An algorithm is a step-by-step process for solving a problem. Each algorithm must adhere to certain properties:

• Input: Specified set of values.
• Output: Result from given input.
• Finiteness: Must terminate after a finite number of steps.
• Definiteness: Each step must be precisely defined.
• Effectiveness: Steps of the algorithm must be executable in a finite timeframe.

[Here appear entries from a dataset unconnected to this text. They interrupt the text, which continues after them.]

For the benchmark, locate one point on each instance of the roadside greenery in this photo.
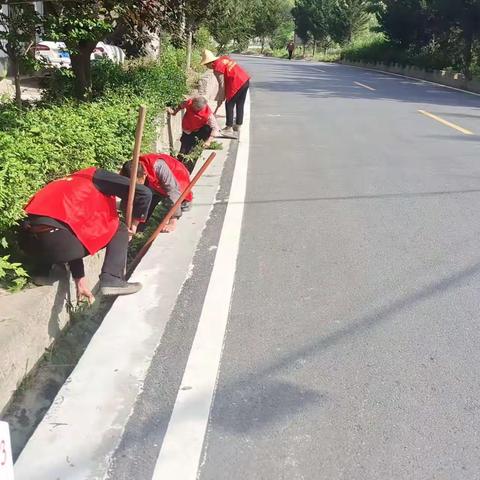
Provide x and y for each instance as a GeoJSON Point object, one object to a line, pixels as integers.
{"type": "Point", "coordinates": [61, 135]}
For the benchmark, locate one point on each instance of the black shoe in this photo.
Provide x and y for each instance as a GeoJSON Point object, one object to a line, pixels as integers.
{"type": "Point", "coordinates": [118, 286]}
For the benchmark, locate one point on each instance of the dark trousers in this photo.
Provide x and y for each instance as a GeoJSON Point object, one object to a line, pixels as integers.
{"type": "Point", "coordinates": [236, 102]}
{"type": "Point", "coordinates": [62, 246]}
{"type": "Point", "coordinates": [156, 199]}
{"type": "Point", "coordinates": [189, 141]}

6. Time and Space Complexity

• Time Complexity measures the amount of time an algorithm takes to process relative to input size.
• Space Complexity indicates the amount of memory required by an algorithm for its execution relative to input size. Both complexities are essential for optimized algorithm design.

7. Searching Algorithms

• Linear Search: Sequentially checks each element until the target is found.
• Binary Search: Divides the search space in half each iteration; requires sorted data.
• Fibonacci Search: Utilizes Fibonacci numbers for an efficient search in sorted arrays.

8. Sorting Algorithms

Sorting involves arranging elements in order:

• Insertion Sort: Builds the final sorted array one item at a time by inserting elements in their proper position.
• Selection Sort: Selects the smallest element from the unsorted part and moves it to the beginning.
• Bubble Sort: Repeatedly swaps adjacent elements if they are in the wrong order.
• Quick Sort: Uses a pivot to partition the array and recursively sorts the partitions.
• Merge Sort: Divides the array into halves, sorts them, and merges them back together.
• Radix Sort: Sorts numbers digit by digit using counting sort as an intermediate step.

9. Linked Lists

Linked lists allow efficient insertion and deletion operations. Types include:

• Singly Linked List: Nodes point to the next node.
• Doubly Linked List: Nodes point to both their next and previous nodes.
• Circular Linked List: Last node points back to the first node.

10. Stacks and Queues

• Stacks follow LIFO; operations include push (add), pop (remove), and peek (top element).
• Queues follow FIFO; operations include enqueue (add to rear) and dequeue (remove from front).

11. Trees

Trees have various types, including:

• Binary Trees: Each node has at most two children.
• Binary Search Trees: Left child < node < right child.
• AVL Trees: Self-balancing binary search trees.
• Heaps: Complete binary trees that satisfy the heap property.

12. Graphs

Graphs represent relationships with vertices and edges. Types of graphs include:

• Directed/undirected graphs
• Weighted/unweighted graphs
• Sparse/dense graphs

13. Graph Traversals

Common traversal algorithms include:

• Breadth-First Search (BFS): Explores neighboring nodes first.
• Depth-First Search (DFS): Explores as far down a branch before backtracking.

14. Shortest Path Algorithms

Methods to compute shortest paths include Dijkstra's, Prim's, and Kruskal's algorithms for efficient graph traversal and optimization.